Coste v. Lindbergh. In everyone's mind last week was a comparison of the two feats--Lindbergh's & Coste's. Lindbergh, alone in a Ryan monoplane powered by a 200 h. p. Wright Whirlwind motor, without radio, flew eastward 3,610 mi. in 33 hr. 29 min. His fuel load was 425 gal., his average speed 107 m. p. h. An earth inductor compass, a magnetic compass on the conventional instrument board and maps were his navigating facilities. The westward flight, as every layman knows, is immeasurably more difficult largely because of prevailing headwinds. The Question Mark, radio equipped, had a 650 h. p. Hispano-Suiza motor and a top speed close to 160 m. p. h. Its instrument panel, with more than 30 dials including the invaluable "artificial horizon," offered practically every known aid to navigation. Yet even with weather conditions unusually good, with tail winds for much of the way, with such crack airmen as Coste & Bellonte at the controls, the Question Mark was forced to fly 4,100 mi. at an average speed of 109 m. p. h. Its flying time was 37 hr. 18 min. Neither plane could have carried a payload but shrewd Capt. Coste earned reputedly $25,000 by bringing a Paris dress model for the John Wanamaker store and a number of Paris advertisements for the New York Times.
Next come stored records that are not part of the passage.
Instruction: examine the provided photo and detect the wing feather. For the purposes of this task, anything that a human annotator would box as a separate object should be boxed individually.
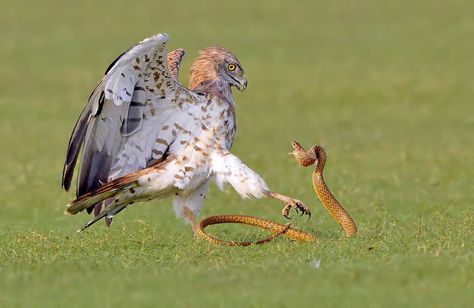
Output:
[63,34,196,209]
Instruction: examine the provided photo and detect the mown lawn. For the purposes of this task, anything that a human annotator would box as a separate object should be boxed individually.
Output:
[0,0,474,307]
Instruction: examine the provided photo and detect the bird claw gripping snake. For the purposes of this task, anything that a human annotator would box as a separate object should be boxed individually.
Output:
[195,141,357,246]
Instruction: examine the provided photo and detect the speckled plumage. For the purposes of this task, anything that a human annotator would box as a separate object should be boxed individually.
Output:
[63,34,310,231]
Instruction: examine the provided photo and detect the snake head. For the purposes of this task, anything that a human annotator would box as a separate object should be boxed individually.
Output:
[288,140,304,155]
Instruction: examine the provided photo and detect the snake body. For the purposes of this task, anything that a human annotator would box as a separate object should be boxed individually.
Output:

Of prominent U. S. airmen only one publicly questioned the value of the Coste flight. Said Capt. Frank Monroe Hawks: "It was a great display of nerve but a foolish thing to do. . . . Though it was magnificently courageous, flights across the ocean in landships prove nothing except nerve and luck. When one is made in a seaplane, then something will have been accomplished."
Hero v. Hero. In contrast to the obscurity that was Lindbergh's prior to May 1927, "Doudou" Coste was France's idol of the air long before he started his latest flight. By the same token, perhaps, France was not quite so delirious with astonished rejoicing over Coste's success as it had been upon Lindbergh's dramatic landing at Le Bourget. A veteran War flyer, 38 years old, with six world records in flying already to his credit, Coste had instilled some of his own confidence into his people. They knew and shared his own maxim: "If I thought I could not do it, I would not start."
* With less tact if not more candor Capt. Coste had said the preceding day in Manhattan: "Dallas? To me it is $25,000. . . . No! No! I don't mean that. I wish very much to fly to Dallas."